Monday, May 18, 2009

baking with rhubarb--yummm!

Do you have a nice patch of rhubarb in your yard? Friends or neighbors give you rhubarb? I found a new recipe for a Strawberry and Rhubarb Crumb Pie, with a Skillet Crust. Sound good? Oh, boy oh boy, it is.

This is what I made yesterday without a single mishap! I love to bake. It's relaxing. Cooking, on the other hand, well, you probably know what I think about that. Just read yesterday's post.

But this rhubarb thing? Yes! I'll share the recipe. I got it out of my honey's cookbook Pie. Delicioso.

Strawberry and Rhubarb Crumb Pie in a Skillet Crust
For the Crust:


2 1/4 cups all-purpose flour
1 cup sugar
3/4 cup butter
1 teaspoon vanilla extract

Method:

Combine the flour and sugar in a bowl and set aside.

Melt the butter in a large skillet over medium heat; when it is melted, blend in the vanilla.

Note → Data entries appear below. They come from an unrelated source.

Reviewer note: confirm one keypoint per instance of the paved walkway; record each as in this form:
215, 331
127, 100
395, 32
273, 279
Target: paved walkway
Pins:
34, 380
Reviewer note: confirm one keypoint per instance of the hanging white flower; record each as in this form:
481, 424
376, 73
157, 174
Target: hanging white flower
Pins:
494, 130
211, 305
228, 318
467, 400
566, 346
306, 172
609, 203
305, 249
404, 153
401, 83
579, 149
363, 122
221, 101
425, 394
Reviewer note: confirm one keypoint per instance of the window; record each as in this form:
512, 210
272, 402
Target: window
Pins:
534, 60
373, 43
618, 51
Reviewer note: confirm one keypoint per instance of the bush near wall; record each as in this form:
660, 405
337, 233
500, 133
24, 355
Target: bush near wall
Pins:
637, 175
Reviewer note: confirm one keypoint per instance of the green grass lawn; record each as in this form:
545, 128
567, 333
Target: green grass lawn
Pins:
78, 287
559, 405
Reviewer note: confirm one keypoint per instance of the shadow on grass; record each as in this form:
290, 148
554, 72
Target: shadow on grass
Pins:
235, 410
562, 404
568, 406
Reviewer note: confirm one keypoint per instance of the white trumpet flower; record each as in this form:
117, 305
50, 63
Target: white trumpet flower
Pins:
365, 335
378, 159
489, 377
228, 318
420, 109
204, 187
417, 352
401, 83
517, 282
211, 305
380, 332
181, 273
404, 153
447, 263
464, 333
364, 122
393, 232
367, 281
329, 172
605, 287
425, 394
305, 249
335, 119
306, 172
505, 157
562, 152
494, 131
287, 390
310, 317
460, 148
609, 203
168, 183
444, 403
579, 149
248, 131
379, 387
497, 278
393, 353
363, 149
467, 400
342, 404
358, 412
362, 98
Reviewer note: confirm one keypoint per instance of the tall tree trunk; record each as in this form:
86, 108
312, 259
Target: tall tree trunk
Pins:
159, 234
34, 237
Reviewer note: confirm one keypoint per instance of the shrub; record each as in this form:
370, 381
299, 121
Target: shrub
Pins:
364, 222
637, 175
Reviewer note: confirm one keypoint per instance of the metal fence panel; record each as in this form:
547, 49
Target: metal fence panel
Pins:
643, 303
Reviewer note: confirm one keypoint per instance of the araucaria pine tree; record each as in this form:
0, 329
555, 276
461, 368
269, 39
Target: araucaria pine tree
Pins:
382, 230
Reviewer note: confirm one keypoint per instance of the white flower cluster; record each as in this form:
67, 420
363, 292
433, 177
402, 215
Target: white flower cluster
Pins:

Turn off the heat and stir in the flour and sugar mixture; this may take some time, but be patient and keep stirring until you have a pan full of evenly mixed crumbles.

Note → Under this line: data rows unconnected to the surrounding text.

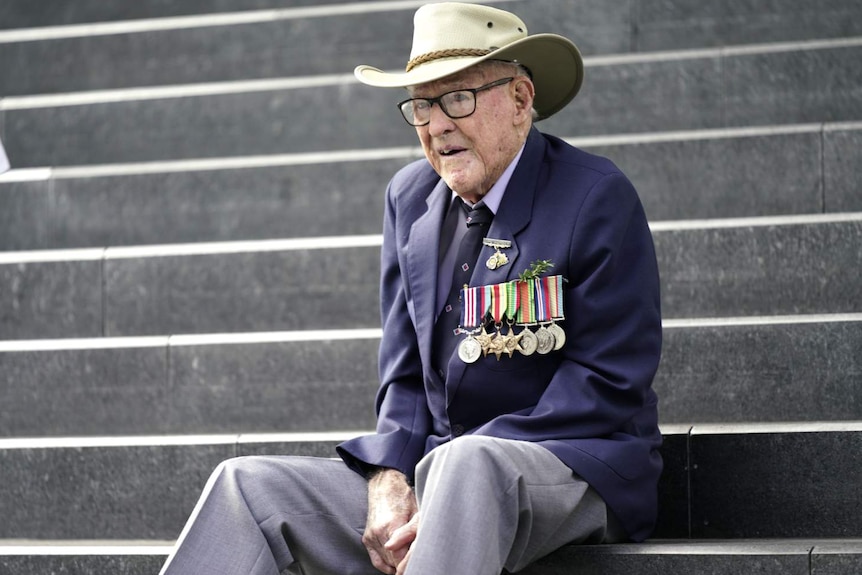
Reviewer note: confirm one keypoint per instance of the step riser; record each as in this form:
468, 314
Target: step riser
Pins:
759, 89
738, 487
304, 386
383, 39
776, 485
706, 179
761, 373
608, 560
707, 374
25, 14
82, 564
114, 493
761, 270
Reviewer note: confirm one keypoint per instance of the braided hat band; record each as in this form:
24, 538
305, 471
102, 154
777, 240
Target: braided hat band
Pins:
440, 54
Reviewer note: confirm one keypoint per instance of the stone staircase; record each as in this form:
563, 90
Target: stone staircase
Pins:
173, 294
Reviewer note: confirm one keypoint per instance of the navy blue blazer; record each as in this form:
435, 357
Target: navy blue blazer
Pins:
590, 403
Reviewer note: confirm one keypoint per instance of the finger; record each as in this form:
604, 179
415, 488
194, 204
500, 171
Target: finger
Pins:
379, 563
401, 537
402, 566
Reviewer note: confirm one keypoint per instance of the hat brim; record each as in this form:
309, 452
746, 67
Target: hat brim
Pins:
554, 62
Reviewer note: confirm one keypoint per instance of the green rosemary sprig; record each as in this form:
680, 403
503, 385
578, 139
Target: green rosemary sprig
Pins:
536, 269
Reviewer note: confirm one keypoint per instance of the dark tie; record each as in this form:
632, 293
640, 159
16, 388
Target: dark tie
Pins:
478, 221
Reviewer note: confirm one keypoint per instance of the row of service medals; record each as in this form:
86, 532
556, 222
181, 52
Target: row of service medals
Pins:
525, 303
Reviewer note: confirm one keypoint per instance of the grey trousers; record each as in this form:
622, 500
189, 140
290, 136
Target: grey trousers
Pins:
485, 504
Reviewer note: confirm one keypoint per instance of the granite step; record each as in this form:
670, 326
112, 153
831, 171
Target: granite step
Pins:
15, 14
709, 268
721, 482
282, 40
769, 369
811, 168
768, 557
703, 89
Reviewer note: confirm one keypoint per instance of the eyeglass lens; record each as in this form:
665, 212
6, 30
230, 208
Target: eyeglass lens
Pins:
455, 104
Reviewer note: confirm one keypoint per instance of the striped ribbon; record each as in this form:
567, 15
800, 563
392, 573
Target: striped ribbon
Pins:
541, 291
527, 311
513, 299
554, 289
499, 300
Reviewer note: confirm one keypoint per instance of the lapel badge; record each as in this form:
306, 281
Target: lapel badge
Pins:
498, 259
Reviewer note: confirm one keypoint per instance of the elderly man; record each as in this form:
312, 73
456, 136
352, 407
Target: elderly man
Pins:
521, 334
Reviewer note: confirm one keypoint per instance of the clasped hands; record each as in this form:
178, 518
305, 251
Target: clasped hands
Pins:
393, 520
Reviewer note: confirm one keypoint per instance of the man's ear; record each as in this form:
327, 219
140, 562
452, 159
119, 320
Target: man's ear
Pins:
524, 95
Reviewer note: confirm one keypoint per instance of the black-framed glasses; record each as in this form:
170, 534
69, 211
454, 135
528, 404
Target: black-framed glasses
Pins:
455, 104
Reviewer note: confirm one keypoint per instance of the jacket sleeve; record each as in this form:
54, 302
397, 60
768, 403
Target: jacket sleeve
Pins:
403, 419
600, 390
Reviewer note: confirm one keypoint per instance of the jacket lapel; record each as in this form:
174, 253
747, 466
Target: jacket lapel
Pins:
513, 215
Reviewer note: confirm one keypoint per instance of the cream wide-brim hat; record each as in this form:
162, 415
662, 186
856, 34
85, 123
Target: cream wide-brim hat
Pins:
449, 37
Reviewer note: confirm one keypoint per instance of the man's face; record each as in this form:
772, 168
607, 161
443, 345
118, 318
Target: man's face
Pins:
471, 153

Transfer about two thirds of the crumbs to a 9-1/2 or 10-inch deep dish pie pan, and press them to the bottom and up the sides of the pan.

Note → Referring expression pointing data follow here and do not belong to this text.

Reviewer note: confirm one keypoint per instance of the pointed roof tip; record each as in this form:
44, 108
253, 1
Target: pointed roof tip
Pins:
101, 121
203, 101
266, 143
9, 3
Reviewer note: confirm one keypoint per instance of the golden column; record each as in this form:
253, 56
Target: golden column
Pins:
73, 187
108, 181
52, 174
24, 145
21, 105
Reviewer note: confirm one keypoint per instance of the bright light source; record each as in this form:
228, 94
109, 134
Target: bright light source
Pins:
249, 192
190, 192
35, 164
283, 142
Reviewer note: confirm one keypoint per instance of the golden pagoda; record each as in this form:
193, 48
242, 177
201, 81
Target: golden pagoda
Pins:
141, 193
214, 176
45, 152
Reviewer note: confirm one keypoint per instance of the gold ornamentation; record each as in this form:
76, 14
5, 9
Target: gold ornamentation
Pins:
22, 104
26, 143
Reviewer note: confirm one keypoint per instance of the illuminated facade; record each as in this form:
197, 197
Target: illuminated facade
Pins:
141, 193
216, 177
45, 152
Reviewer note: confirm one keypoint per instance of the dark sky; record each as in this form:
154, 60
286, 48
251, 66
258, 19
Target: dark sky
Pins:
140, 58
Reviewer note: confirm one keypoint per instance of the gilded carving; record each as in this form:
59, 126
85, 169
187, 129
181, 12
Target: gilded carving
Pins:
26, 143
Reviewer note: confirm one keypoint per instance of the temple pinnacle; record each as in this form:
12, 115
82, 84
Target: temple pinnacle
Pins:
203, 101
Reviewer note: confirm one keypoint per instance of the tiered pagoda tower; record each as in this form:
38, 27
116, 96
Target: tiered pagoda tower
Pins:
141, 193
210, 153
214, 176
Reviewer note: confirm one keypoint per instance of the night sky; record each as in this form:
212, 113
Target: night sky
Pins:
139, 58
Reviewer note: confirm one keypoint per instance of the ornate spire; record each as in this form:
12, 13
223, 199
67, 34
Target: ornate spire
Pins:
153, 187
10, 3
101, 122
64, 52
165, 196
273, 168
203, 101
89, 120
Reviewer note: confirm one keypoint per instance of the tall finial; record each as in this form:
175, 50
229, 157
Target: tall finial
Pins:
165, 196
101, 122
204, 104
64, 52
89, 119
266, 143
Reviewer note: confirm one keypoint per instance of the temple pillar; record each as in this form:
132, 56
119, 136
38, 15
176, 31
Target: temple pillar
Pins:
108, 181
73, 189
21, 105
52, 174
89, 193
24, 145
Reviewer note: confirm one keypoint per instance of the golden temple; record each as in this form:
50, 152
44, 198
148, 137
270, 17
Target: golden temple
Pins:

Preheat oven to 350 degrees F.

Ingredients For the Filling:

1 1/2 pounds fresh rhubarb stalks (about 4 cups)
2 cups hulled and sliced fresh strawberries (1 quart)
3/4 cup sugar
1/4 - 1/3 all purpose flour (if your rhubarb stalks are small, use the larger amount of flour–if they are large, they are drier, use the smaller amount of flour)
1/2 teaspoon ground cardamom
1/4 teaspoon ground ginger

Method:

Mix together the filling ingredients and allow to stand for ten minutes.

When the oven is preheated, put the filling ingredients into the prepared bottom crust and level it carefully. Crumble the reserved crust mixture over the pie evenly, and press it down gently with your hand.

Place the pie in the center oven rack and bake for thirty minutes. Turn the pie 180 degress on the rack and turn the heat down to 325 degrees F. Close the oven and bake for another 40-50 minutes, until the topping is golden brown and the juices bubble thickly up around the edges of the crust.

Remove from oven, and allow to cool at least two hours before serving.

I'd post a picture, but I already ate my piece, and I can't eat another one.

5 comments:

Becky K. said...

Mmmm Yummmm!

I love rhubarb. Warren's Mom has been baking pies and sharing them this year.

This recipe looks great!

Blessings each day said...

Thanks for sharing...this is the way to find the best recipes!

blessings,

marcy

daisy said...

I made it again tonight because the first one disappeared. This one's going to a potluck with me tomorrow.

This time I used a 16 oz container of frozen strawberries and just put a little more flour. Hope it turns out. :)

Sue said...

Sounds delish! My mom had quite a big rhubarb patch in our yard growing up. I rather miss it here in the big city :-(

daisymarie said...

Looks like a yummy recipe, but I won't try it. I made a strawberry rhubarb pie once...it looked good enough to be in a magazine. Unfortunately, I somehow only put in half the sugar that was required to make it edible. And then I served the beautiful pie to a visiting evangelist who never let me live it down...and used it as a sermon illustration on more than one occasion.